Natural Gas Production is a Game Changer
The rise in natural gas production in the U.S., along with the volume of proved reserves available in the future because of new technologies, could fundamentally change the energy landscape in the U.S. in a way that the significant and beneficial rise in U.S. oil production can not. Both trends are good news for the country and further efforts toward U.S. energy independence, but the lower prices and increased stability in supply of natural gas also have the potential to alter the energy fuel mix in this country. The use of natural gas has yet to make significant inroads in the transportation sector but it is hard to imagine how a fuel supply that (unlike gasoline) is, or could be, available directly at a majority of U.S. households at reasonable prices, will not eventually fuel a much higher percentage of vehicles in this country. In the electric power industry, the transition to natural gas is already occurring, in part because of the lower and more stable price environment for natural gas, but also because of the environmental advantages of natural gas.

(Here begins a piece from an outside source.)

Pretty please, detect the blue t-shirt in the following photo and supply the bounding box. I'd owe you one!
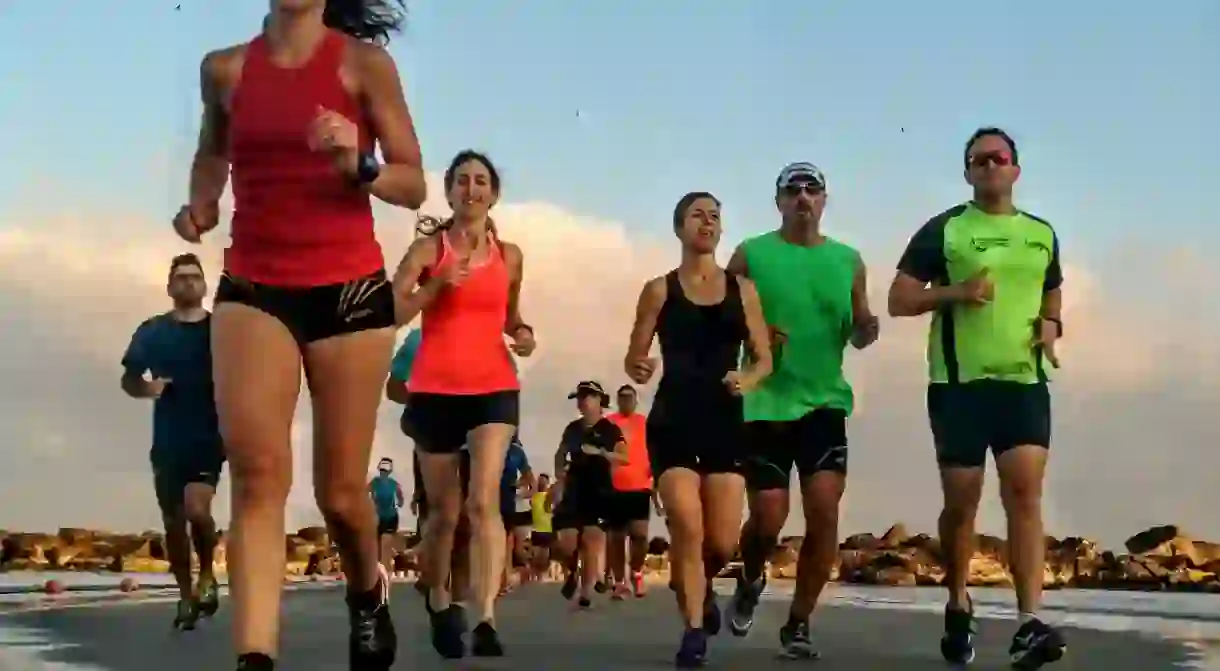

The chart above shows that the price of natural gas used by the electric power industry for generation has fallen by almost 60 percent since 2005. Although that trend will not continue, production and proved reserves in the U.S. have created a much more predictable and stable price environment for natural gas as evidenced by forecasts by the U.S. Energy Information Agency and by commodity futures markets. The electric power industry is already changing to reflect the new realities of natural gas markets. As the chart below shows, in just the past decade electricity generated using natural gas has gone from 15 percent of the electricity generated by coal fired power plants to 31 percent.
That trend is continuing. Just one company (First Energy), recently announced the closing of six coal fired power plants in Ohio, Michigan, Pennsylvania, and Maryland, noting that the costs of environmental compliance upgrades made the plants not economically viable to continue to operate.